At a passing glance TPAB might appear to be denouncing the larger society be it government/police/record labels/white authority, seeking to pimp the young black American male for his beauty and talent, coopting the urban black experience while simultaneously fearing and demonizing it. And while the album doesn’t shy away from this narrative, delving into it on the opening two tracks, it’s really just a precursor (or a bait-and-switch, as on “The Blacker the Berry”) to the lesson that the greatest enemy lies within. Before being able to take on larger, external enemies, the argument goes, America’s black community must first learn the Respect described on “Mortal Man” and the elimination of the hypocrisy that is the backbone of “The Blacker the Berry”. It is the cornerstone of Lamar’s controversial and over-blown twitter comments during the Ferguson, MO protests. It is what we learn in the final piece, that the caterpillar is the one blindly pimping the butterfly, not knowing that by tearing into the cocoon that is his community he destroys a piece of himself. In pimping the butterfly, symbolizing African-American beauty, strength and power (his antennas), the caterpillar misrepresents his own culture for short-term gain, a move he perceives as necessary for survival. It is where one metaphor meets the other, in the destruction of innocence and beauty by the overarching forces of greed and fear. TPAB adds to the conversation with statements about combatting this cycle, beginning from within. In the final part of the conversation with Tupac, Kendrick seems to be taking the next step forward for Pac’s work as well. With the final reading of the caterpillar/butterfly piece Pac disappears and it leaves me with the notion that Pac has nothing further to add at the moment because he can see that K.Dot is carrying on his work.
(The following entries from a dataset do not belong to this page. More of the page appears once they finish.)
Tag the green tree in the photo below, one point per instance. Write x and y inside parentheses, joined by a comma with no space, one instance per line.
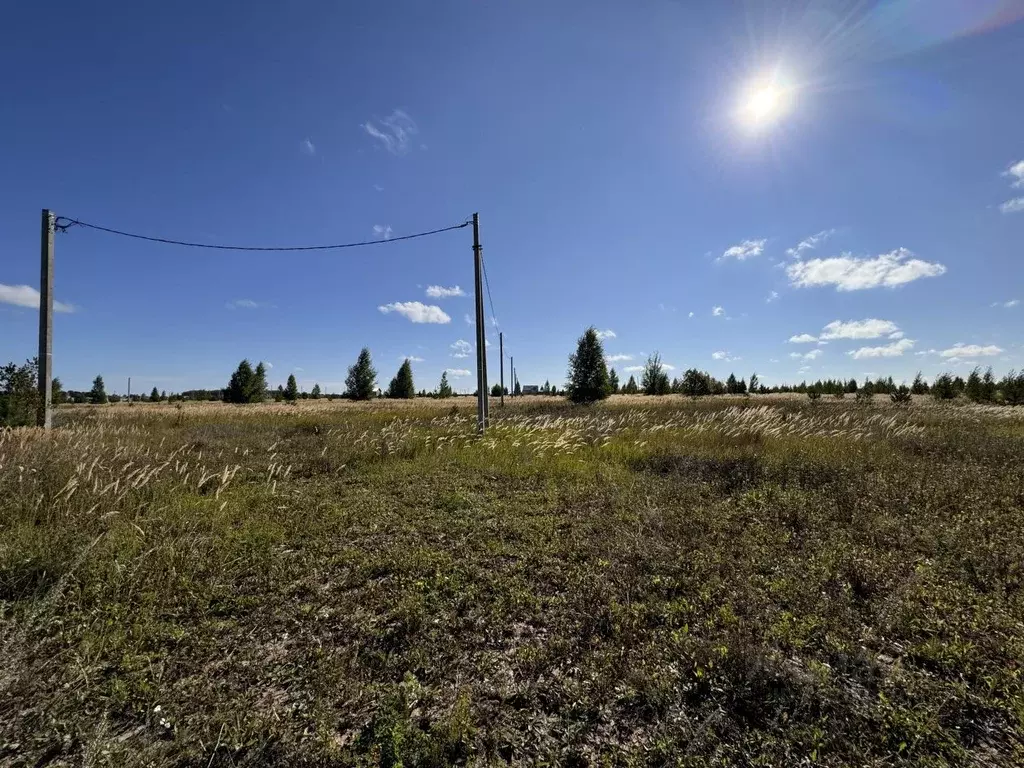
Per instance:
(238,388)
(613,381)
(654,380)
(943,387)
(97,395)
(588,374)
(974,388)
(18,393)
(291,389)
(401,385)
(444,389)
(360,384)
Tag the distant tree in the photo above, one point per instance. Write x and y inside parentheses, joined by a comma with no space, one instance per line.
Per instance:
(291,389)
(1012,387)
(695,383)
(943,387)
(361,380)
(18,393)
(97,395)
(57,395)
(588,374)
(988,386)
(401,385)
(900,395)
(444,389)
(240,384)
(974,388)
(654,380)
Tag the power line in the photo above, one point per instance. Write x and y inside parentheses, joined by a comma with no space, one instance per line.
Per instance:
(61,223)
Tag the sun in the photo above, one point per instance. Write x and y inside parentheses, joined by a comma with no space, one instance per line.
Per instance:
(763,102)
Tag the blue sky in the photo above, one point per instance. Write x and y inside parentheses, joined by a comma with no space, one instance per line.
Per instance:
(619,180)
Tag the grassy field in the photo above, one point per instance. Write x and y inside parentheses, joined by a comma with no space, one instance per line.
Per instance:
(647,582)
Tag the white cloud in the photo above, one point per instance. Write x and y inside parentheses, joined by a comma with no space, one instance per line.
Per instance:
(417,311)
(1016,172)
(439,292)
(850,272)
(248,304)
(970,350)
(809,244)
(813,354)
(865,329)
(394,132)
(722,355)
(461,348)
(29,297)
(745,250)
(895,349)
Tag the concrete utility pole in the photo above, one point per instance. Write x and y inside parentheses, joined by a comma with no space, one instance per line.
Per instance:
(44,417)
(481,338)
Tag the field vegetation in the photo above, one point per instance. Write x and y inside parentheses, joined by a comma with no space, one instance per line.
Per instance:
(648,581)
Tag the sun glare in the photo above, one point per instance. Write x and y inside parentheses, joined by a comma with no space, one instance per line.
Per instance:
(764,102)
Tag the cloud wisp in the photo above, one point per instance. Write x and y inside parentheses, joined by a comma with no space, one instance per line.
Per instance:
(394,132)
(848,272)
(440,292)
(28,296)
(745,250)
(417,311)
(896,349)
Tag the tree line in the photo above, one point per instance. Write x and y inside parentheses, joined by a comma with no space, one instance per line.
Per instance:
(589,380)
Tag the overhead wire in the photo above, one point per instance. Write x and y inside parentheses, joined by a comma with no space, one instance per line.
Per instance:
(62,223)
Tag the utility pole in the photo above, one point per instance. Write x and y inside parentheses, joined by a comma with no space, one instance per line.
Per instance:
(44,417)
(481,338)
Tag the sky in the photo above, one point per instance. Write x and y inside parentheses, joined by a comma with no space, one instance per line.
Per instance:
(800,189)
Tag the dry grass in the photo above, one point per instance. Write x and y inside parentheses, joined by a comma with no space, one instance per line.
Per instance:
(650,581)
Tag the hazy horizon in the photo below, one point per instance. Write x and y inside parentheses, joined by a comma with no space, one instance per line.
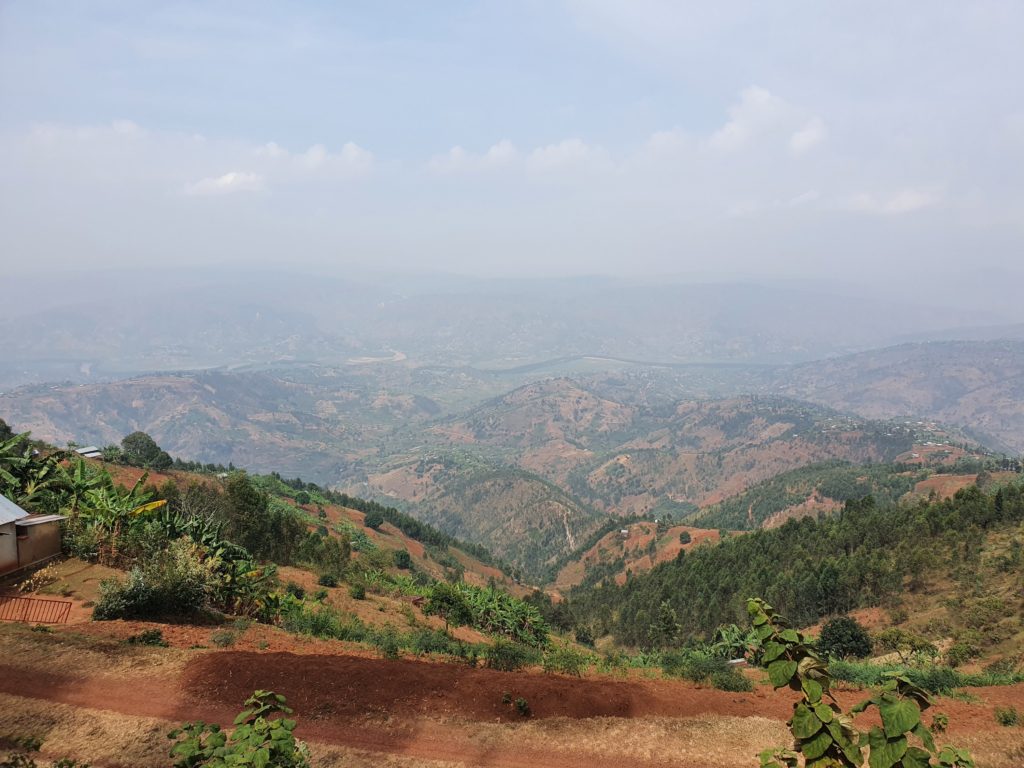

The album opens with a sample of Boris Gardner’s “Every ni**er is a star” that fades up and opens beautifully from we know not whence, gentle and off-putting at the same time. It breaks on a James Brown-esque “Hit me!” before switching to a sound reminiscent of Snoop circa 2000, complete with West Coast beat, high-pitched singing and George Clinton voice-over. It’s “Wesley’s Theory”, describing the elements that make many rapper’s rise to success so cliché and often foolhardy. The catch, of course, is that while Uncle Sam wants to see you pile that debt high he will always come to collect. It’s the start of a three-song opening Act, a prologue even, catching the listener up to the beginning of the journey about to be undertaken. As the song ends we get our first taste of what makes this feel like an Outkast record (a not uncommon comparison). As we hear “taxman coming!” from the two unreferenced female “background singers”, itself a stylistic impulse of the Andre and Big Boi, the song stops on a dime to be contrasted by the squeaks of a saxophone. “For Free?”, technically labelled an interlude, sees Kendrick go full slam poet over the jazz piano of Robert Glasper. He returns to the refrain “this dick ain’t free” throughout the single verse in answer to “America, [the] bad bitch” with a quick pace and sharp tongue. It is sonically jarring and captivating, a proper preview of what lies ahead before we conclude the prologue with what might be the album’s best track. “King Kunta” is like an audio version of ‘Shaft’ starring James Brown where Kendrick asserts his rap royalty over an infectious swing beat. Nuanced with the unreferenced female background singers as well as male ones such as on “something’s in the water”, it’s a strutting song adorned with JB and P-Funk references both sonic and literal.